If you've been hanging around for a while, you know my penchant for a meal of cheese, bread, wine...perhaps some fruit and/or salume thrown in.  Well, I went for a little spin on that this time.  I made some Mizithra cheese and was wondering what to do with it...so as usual, I started out by just eating it.  Straight up.  And some people may think me strange, but I loved the straight-up, creamy, milky taste of Mizithra.  I mean, solid milk?  Nice.  There was just something so pure about it.  A big hunk of dreamy dairy...that just makes my day.  I knew I wanted to eat up a few of the little  hand pears that my mom sent home with us a few days prior...and I wanted to drizzle them with some mind-blowing habañero honey...but I didn't have any bread...or the time to bake any.  I wanted to eat "now"!  So, I decided to go with the quicker option and bake some crackers.  Good in a pinch...but fresh, warm, crusty bread they are not.  Still tasty, though.
Greek Island Mizithra
adapted from 200 Easy Homemade Cheese Recipes

3 quarts whole milk
1 Tbs. kosher salt
½ tsp. liquid rennet

Sterilize all equipment.
In a large stainless steel pot, heat milk gently to 90°F, stirring gently to prevent scorching.
Remove from heat and stir in salt.

Dilute rennet in ¼ cup cool water. Add to milk and, using an up-and-down motion, draw rennet down into milk until well blended. Cover and set aside at room temperature for 30 - 60 minutes, or until a firm curd has formed.

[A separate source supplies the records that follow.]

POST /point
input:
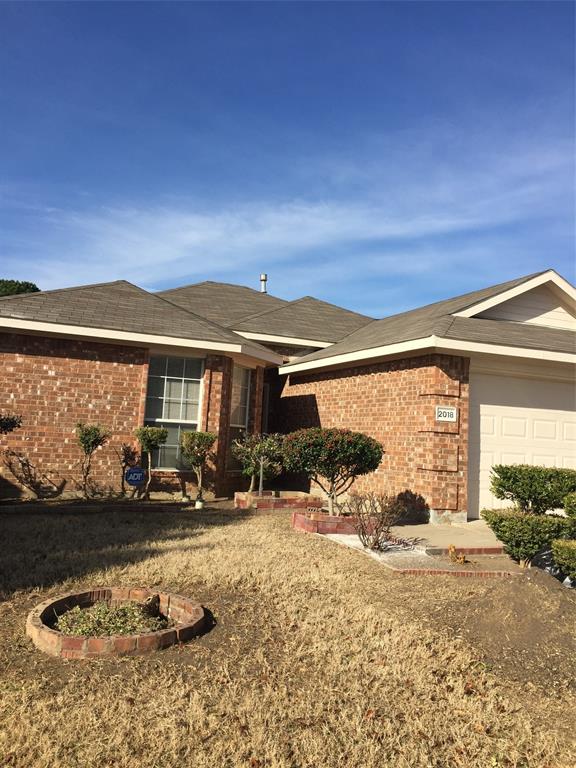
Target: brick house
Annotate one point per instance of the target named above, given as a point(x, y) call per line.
point(449, 389)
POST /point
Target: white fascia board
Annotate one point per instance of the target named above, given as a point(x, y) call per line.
point(547, 277)
point(145, 339)
point(530, 353)
point(435, 343)
point(291, 340)
point(266, 355)
point(362, 355)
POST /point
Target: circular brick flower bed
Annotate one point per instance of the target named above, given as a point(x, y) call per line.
point(189, 618)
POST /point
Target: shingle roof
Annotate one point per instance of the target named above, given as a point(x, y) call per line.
point(221, 303)
point(438, 320)
point(305, 318)
point(118, 306)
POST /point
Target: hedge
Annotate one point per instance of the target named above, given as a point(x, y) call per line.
point(532, 489)
point(564, 553)
point(524, 535)
point(570, 505)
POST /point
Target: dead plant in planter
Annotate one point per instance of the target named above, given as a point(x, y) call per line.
point(374, 514)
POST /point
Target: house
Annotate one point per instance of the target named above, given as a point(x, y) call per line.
point(449, 389)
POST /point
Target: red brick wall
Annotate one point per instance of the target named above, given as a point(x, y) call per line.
point(54, 384)
point(394, 402)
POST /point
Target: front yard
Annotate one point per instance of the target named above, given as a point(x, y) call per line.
point(318, 658)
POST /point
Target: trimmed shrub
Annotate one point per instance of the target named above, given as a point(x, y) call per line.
point(259, 451)
point(91, 437)
point(532, 489)
point(570, 505)
point(332, 458)
point(564, 554)
point(374, 514)
point(524, 535)
point(150, 439)
point(196, 449)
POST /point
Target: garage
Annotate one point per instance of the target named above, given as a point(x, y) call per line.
point(517, 419)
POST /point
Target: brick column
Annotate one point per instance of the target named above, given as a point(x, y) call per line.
point(215, 415)
point(255, 405)
point(442, 450)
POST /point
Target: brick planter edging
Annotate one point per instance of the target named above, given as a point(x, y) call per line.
point(189, 617)
point(277, 500)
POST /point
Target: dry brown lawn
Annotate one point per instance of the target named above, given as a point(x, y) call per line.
point(319, 657)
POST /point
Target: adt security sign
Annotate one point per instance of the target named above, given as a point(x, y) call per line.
point(135, 475)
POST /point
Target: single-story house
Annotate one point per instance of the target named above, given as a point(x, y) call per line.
point(449, 389)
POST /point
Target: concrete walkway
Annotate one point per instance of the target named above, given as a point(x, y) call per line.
point(473, 537)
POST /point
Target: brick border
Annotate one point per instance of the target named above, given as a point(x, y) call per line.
point(271, 501)
point(190, 620)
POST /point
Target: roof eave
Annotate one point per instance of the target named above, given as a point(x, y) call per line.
point(143, 339)
point(422, 345)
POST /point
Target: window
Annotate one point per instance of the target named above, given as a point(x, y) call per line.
point(173, 401)
point(239, 408)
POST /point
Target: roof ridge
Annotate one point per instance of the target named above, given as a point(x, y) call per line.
point(218, 282)
point(205, 320)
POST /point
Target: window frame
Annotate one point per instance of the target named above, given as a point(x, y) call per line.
point(150, 421)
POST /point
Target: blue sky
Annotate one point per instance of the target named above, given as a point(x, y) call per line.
point(377, 155)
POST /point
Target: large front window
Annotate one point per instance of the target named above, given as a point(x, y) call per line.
point(173, 401)
point(239, 408)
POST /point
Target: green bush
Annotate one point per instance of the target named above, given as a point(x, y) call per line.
point(524, 535)
point(14, 287)
point(150, 439)
point(564, 553)
point(332, 458)
point(532, 489)
point(196, 449)
point(90, 437)
point(570, 505)
point(255, 451)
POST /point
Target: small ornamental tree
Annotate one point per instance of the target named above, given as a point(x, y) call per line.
point(91, 437)
point(196, 449)
point(150, 439)
point(9, 422)
point(332, 458)
point(256, 452)
point(533, 489)
point(14, 287)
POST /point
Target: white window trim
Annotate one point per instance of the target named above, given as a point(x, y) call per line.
point(197, 423)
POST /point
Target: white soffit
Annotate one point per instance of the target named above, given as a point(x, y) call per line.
point(556, 282)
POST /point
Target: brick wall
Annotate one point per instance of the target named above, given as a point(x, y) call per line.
point(395, 403)
point(54, 384)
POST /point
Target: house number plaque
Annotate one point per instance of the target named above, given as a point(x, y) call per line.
point(446, 413)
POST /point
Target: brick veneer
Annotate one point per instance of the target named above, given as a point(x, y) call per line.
point(395, 403)
point(55, 383)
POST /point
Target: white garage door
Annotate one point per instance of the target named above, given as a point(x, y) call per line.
point(515, 420)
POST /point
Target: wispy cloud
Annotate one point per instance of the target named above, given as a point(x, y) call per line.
point(405, 208)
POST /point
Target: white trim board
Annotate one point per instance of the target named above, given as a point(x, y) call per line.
point(557, 282)
point(144, 339)
point(427, 344)
point(290, 340)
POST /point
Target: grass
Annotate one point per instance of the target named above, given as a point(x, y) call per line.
point(319, 658)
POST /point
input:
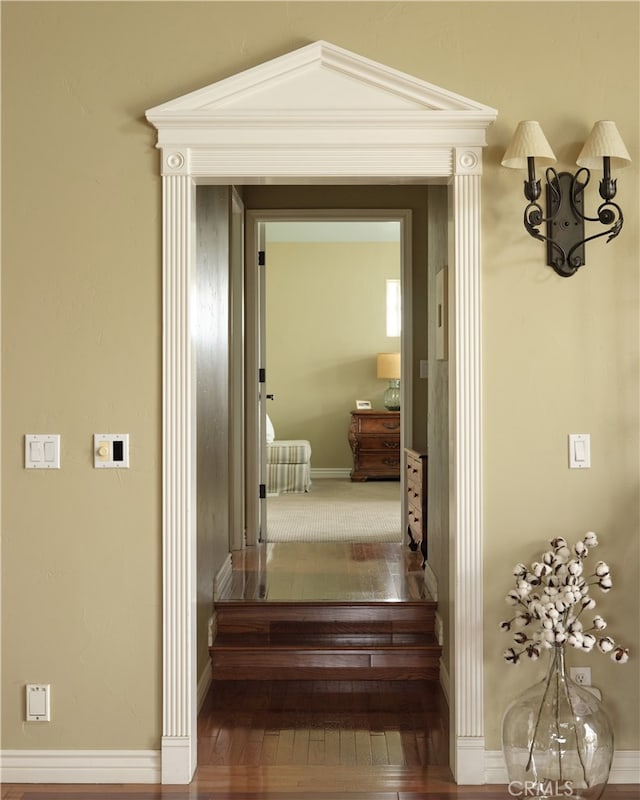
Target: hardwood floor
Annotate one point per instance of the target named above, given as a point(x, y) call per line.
point(316, 740)
point(327, 571)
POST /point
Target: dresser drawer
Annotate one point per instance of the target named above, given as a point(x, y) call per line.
point(416, 499)
point(370, 442)
point(372, 424)
point(376, 461)
point(374, 437)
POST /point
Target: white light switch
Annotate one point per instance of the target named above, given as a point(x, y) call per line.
point(579, 450)
point(42, 451)
point(38, 702)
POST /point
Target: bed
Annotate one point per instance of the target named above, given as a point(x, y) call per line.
point(288, 464)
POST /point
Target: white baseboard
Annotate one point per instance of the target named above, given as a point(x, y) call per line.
point(625, 767)
point(330, 472)
point(80, 766)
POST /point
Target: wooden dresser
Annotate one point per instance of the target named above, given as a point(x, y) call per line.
point(374, 437)
point(416, 485)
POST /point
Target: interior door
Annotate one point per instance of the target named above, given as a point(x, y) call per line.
point(262, 383)
point(237, 484)
point(255, 405)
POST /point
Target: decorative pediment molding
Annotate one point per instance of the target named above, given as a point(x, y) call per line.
point(320, 96)
point(322, 115)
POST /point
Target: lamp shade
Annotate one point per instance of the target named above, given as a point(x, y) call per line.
point(604, 140)
point(389, 366)
point(528, 142)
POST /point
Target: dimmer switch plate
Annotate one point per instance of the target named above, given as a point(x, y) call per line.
point(111, 450)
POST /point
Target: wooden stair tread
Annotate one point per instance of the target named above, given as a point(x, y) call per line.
point(327, 641)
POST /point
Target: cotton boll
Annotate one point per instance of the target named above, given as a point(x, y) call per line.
point(606, 644)
point(590, 539)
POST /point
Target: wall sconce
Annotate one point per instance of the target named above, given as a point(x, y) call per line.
point(565, 218)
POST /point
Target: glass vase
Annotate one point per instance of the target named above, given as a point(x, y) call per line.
point(557, 739)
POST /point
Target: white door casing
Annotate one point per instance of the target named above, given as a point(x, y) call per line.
point(321, 114)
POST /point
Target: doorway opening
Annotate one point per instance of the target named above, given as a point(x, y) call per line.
point(286, 122)
point(317, 317)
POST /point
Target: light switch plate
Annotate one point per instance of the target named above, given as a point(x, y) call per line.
point(42, 451)
point(579, 450)
point(38, 702)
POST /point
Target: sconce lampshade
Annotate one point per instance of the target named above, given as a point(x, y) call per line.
point(604, 140)
point(528, 142)
point(389, 366)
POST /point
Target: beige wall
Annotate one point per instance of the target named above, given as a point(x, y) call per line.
point(82, 323)
point(325, 324)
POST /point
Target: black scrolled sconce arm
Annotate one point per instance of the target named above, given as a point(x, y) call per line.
point(533, 214)
point(608, 213)
point(565, 192)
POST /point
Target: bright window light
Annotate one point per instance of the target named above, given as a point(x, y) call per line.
point(394, 309)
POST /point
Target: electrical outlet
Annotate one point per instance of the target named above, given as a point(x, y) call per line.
point(581, 675)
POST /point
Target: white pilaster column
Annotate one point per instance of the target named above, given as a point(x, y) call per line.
point(179, 733)
point(468, 755)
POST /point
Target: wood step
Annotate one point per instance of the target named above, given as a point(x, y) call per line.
point(329, 617)
point(325, 641)
point(326, 658)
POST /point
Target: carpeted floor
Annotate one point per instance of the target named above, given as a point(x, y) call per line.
point(337, 510)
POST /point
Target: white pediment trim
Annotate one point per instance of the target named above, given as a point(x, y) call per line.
point(322, 115)
point(318, 96)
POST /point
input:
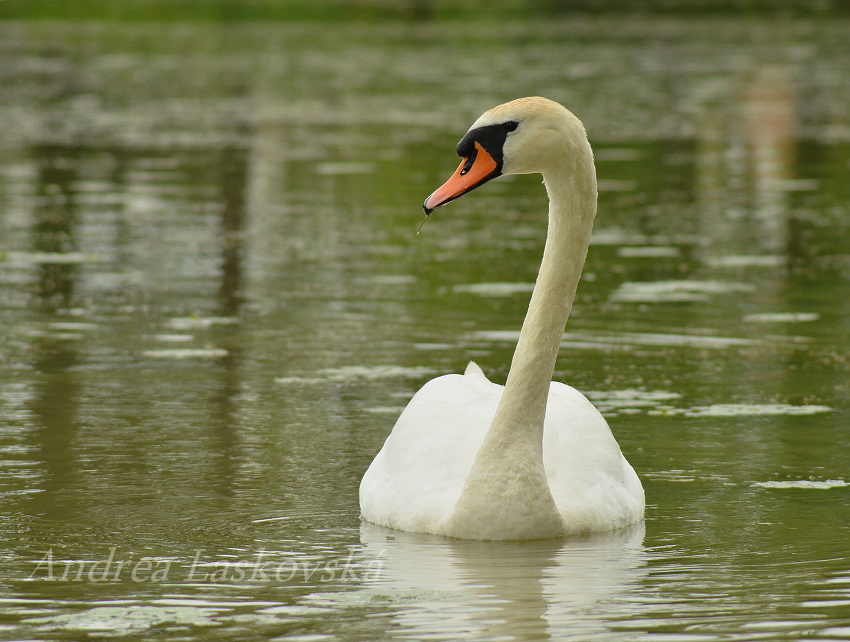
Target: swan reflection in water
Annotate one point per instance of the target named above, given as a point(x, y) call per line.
point(554, 588)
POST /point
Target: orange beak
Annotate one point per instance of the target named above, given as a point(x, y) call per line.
point(472, 172)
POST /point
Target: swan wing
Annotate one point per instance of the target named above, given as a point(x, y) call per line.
point(415, 480)
point(594, 487)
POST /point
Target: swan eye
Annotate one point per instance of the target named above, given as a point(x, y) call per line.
point(470, 161)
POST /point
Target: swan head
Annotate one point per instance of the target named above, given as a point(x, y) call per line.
point(524, 136)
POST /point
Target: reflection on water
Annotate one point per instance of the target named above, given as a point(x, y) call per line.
point(531, 590)
point(214, 305)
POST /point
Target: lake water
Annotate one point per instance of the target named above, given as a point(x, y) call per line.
point(214, 304)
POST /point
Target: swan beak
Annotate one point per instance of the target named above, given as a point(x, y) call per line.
point(472, 172)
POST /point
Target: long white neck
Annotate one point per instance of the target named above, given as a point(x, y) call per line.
point(572, 208)
point(507, 488)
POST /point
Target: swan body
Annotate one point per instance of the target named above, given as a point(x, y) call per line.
point(532, 459)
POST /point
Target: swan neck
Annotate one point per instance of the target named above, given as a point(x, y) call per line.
point(572, 208)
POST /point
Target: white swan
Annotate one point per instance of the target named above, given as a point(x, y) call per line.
point(469, 458)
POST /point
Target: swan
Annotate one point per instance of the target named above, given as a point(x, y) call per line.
point(534, 459)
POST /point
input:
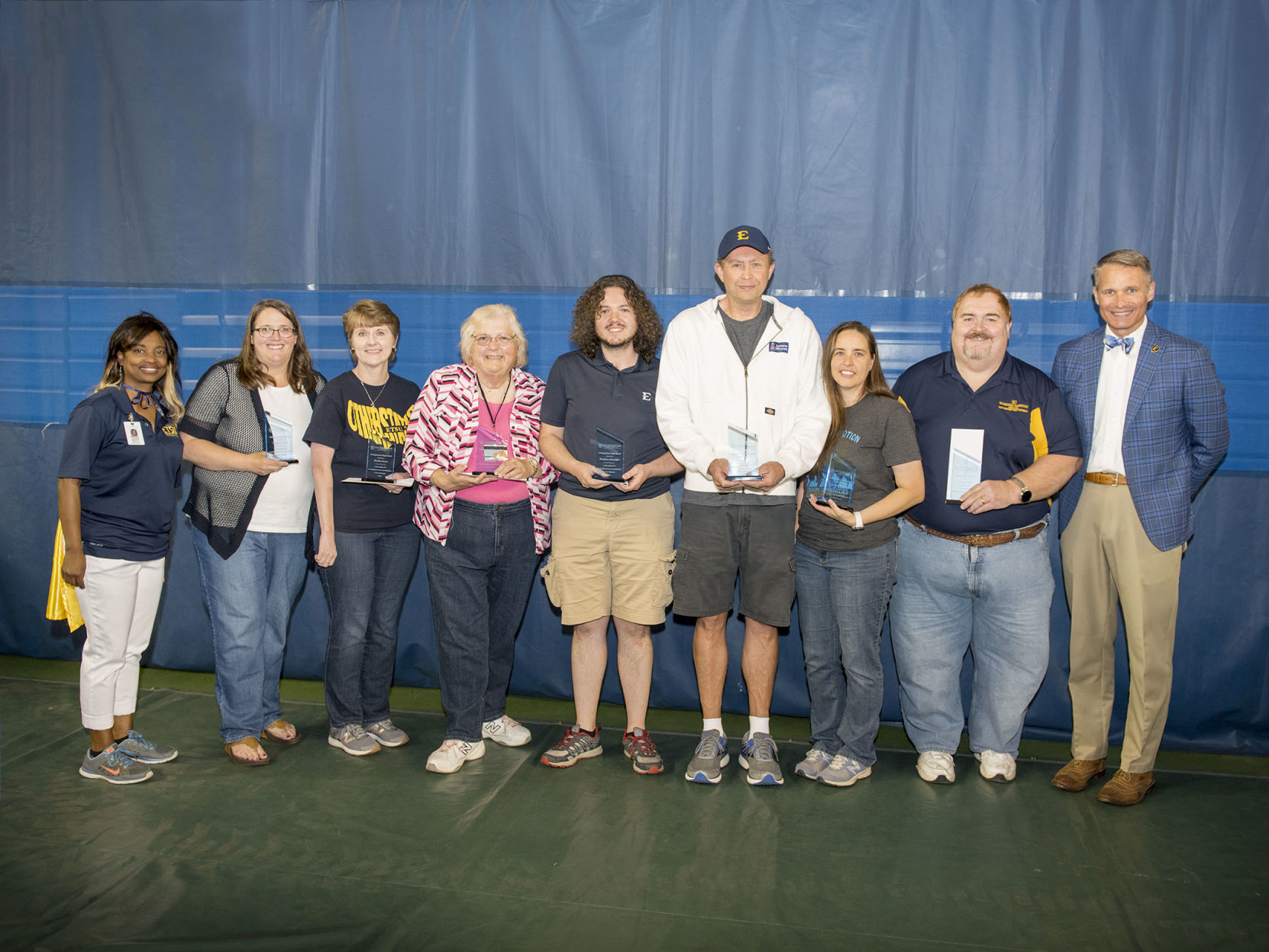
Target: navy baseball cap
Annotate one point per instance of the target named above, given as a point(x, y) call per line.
point(744, 237)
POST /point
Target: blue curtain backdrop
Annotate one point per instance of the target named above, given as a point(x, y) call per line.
point(191, 158)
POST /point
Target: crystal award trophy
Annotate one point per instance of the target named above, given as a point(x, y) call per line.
point(609, 457)
point(743, 455)
point(490, 451)
point(837, 481)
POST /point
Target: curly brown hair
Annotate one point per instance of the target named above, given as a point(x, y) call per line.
point(300, 373)
point(649, 329)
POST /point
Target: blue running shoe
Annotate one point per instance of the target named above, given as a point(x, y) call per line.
point(711, 757)
point(145, 752)
point(758, 756)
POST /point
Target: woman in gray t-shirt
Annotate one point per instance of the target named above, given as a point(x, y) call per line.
point(868, 473)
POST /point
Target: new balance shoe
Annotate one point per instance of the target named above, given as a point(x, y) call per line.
point(387, 733)
point(758, 754)
point(113, 767)
point(709, 758)
point(353, 739)
point(843, 771)
point(641, 750)
point(505, 731)
point(935, 767)
point(454, 754)
point(996, 767)
point(145, 752)
point(815, 760)
point(574, 745)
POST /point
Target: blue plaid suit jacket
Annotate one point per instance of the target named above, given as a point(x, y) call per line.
point(1174, 436)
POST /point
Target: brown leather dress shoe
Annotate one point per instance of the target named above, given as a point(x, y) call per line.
point(1127, 789)
point(1077, 775)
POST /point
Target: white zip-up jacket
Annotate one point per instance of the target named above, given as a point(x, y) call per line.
point(703, 387)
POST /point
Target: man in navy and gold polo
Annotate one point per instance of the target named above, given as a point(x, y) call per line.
point(974, 572)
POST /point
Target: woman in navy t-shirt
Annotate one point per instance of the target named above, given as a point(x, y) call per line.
point(121, 463)
point(368, 545)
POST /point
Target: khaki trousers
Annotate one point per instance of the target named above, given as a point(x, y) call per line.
point(1108, 560)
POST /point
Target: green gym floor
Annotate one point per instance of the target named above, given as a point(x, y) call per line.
point(321, 850)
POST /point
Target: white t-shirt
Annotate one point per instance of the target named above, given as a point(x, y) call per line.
point(287, 494)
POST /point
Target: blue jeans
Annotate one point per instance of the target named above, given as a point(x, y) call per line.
point(480, 584)
point(366, 588)
point(249, 597)
point(841, 601)
point(994, 602)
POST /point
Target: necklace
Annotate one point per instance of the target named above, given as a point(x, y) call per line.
point(492, 417)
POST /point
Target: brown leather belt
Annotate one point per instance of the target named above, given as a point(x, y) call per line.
point(985, 540)
point(1106, 479)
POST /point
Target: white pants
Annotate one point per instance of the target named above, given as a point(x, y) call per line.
point(118, 601)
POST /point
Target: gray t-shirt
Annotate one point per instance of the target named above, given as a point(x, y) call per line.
point(878, 434)
point(744, 335)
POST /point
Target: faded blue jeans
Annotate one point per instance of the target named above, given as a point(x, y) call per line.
point(993, 602)
point(480, 584)
point(249, 598)
point(366, 588)
point(841, 601)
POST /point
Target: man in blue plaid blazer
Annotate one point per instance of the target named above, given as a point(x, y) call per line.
point(1151, 414)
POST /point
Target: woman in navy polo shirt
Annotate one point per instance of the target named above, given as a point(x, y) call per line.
point(120, 466)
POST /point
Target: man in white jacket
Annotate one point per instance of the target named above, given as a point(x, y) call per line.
point(740, 370)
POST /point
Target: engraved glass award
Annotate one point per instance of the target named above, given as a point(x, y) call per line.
point(609, 457)
point(964, 463)
point(282, 440)
point(743, 455)
point(490, 451)
point(379, 461)
point(837, 481)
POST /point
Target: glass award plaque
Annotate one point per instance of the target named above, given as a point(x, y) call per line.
point(837, 481)
point(964, 463)
point(379, 461)
point(490, 451)
point(743, 460)
point(609, 457)
point(282, 440)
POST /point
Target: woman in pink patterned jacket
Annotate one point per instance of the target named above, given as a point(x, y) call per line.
point(484, 509)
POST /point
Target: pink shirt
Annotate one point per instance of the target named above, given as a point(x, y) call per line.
point(498, 490)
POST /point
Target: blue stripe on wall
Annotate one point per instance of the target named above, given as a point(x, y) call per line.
point(52, 339)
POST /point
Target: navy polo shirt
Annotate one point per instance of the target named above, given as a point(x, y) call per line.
point(586, 394)
point(126, 495)
point(1023, 418)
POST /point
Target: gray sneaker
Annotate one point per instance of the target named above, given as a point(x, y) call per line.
point(353, 739)
point(145, 752)
point(113, 767)
point(574, 745)
point(758, 756)
point(387, 733)
point(844, 771)
point(812, 763)
point(711, 757)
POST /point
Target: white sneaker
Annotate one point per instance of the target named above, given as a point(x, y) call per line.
point(935, 767)
point(996, 767)
point(454, 754)
point(505, 731)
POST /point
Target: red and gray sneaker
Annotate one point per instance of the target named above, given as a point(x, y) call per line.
point(575, 745)
point(641, 750)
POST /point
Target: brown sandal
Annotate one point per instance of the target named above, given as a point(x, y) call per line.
point(279, 725)
point(247, 760)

Using a whisk, gently break up curd, stirring until curd pieces are approximately ½" in size. Let stand for 2-3 minutes.

Gently pour curd into a cloth-lined colander and let drain for 1 hour. Scrape cheese into center of cloth. Gather the four corners of the cloth together and tie to create a bag. Hang the bag and let drain over a bowl or the sink for another 5 hours at room temperature. Place a colander in a bowl; place bag in the colander and let drain in the refirgerator for another 12 hours. Twist the cloth tighter from time to time to aid draining.  Instead of hanging the bag, I pressed the curd into a cheese mold at this point, added a big of weight to press it, and put it in the fridge for 2 days.

Remove cheese from cloth or mold and place in a bowl or onto a plate. Store in the refrigerator for up to 2 weeks.
The crackers and the cheese weren't the best "together", but separately they were just awesome.  I'm thinking thin, crisp crackers would've complimented the cheese better...
Mostly Whole Wheat Crackers
slightly adapted from The Food Matters Cookbook by Mark Bittman
yield: ~15 large rectangular crackers (double that for squares...or even more if you roll it thinner)

¼ c. all purpose flour, plus a bit more as needed
¾ c. whole wheat flour
½ tsp. sea salt
2 Tbs. butter
2 Tbs. olive oil  garlic & thyme-infused olive oil
Hawaiian Red Sea Salt, pepper, freshly grated parmesan, sesame seeds, or whatever you else you like for sprinkling on top

Heat the oven to 400° F.  Line a baking sheet w/ parchment paper.  Put the flours, salt, butter, and oil in a food processor and pulse until combined.  Add  ¼ c. water and let the machine run for a bit; continue to add more water 1 tsp. at a time until mixture holds together, but is not sticky.

Dust a work surface with a bit of the extra ap flour and roll out the dough ~ ¼" thick, or even thinner, adding flour as needed.  Drape the sheet of dough over the rolling pin to transfer it to the prepared baking sheet.  Score the top lightly with a sharp knife, pizza cutter, or pastry wheel if you want to break the crackers into squares or rectangles later on.  I also added some decorative fork-tine pocks.  Sprinkle w/ optional toppings.

Bake until lightly browned, 10-15 minutes.
Cool on a wire rack.  Serve warm or at room temperature or store in a tin for a few days.

These are fantastic and buttery and very reminiscent of shortbread.  Compare to a "Club"-type cracker.  Only way better.  Way.





Habañero Honey
inspired by my pal Butter from Hunger and Thirst

Okay, not really rocket science...

Cut up a bunch of fresh, fruity, fiery habañeros...with gloves, unless you're trying to punish yourself.

Put them all into a jar.  Pour honey over to cover.  Let sit in the sun.   Or slightly warm the honey before pouring over.  Either way.  You choose.

Use at your own risk.  It's so deceptively hot.  I constantly stick my finger in for a lick...and am amazed at how hot it is.  Each time.  I'll be roasting a pork loin in some later on in the week...can't wait!!!

The soft, sweet flesh of the hand pear was the perfect cooling agent in this combo.  With a cracking of some fresh black pepper...I was happy with my impromptu lunch!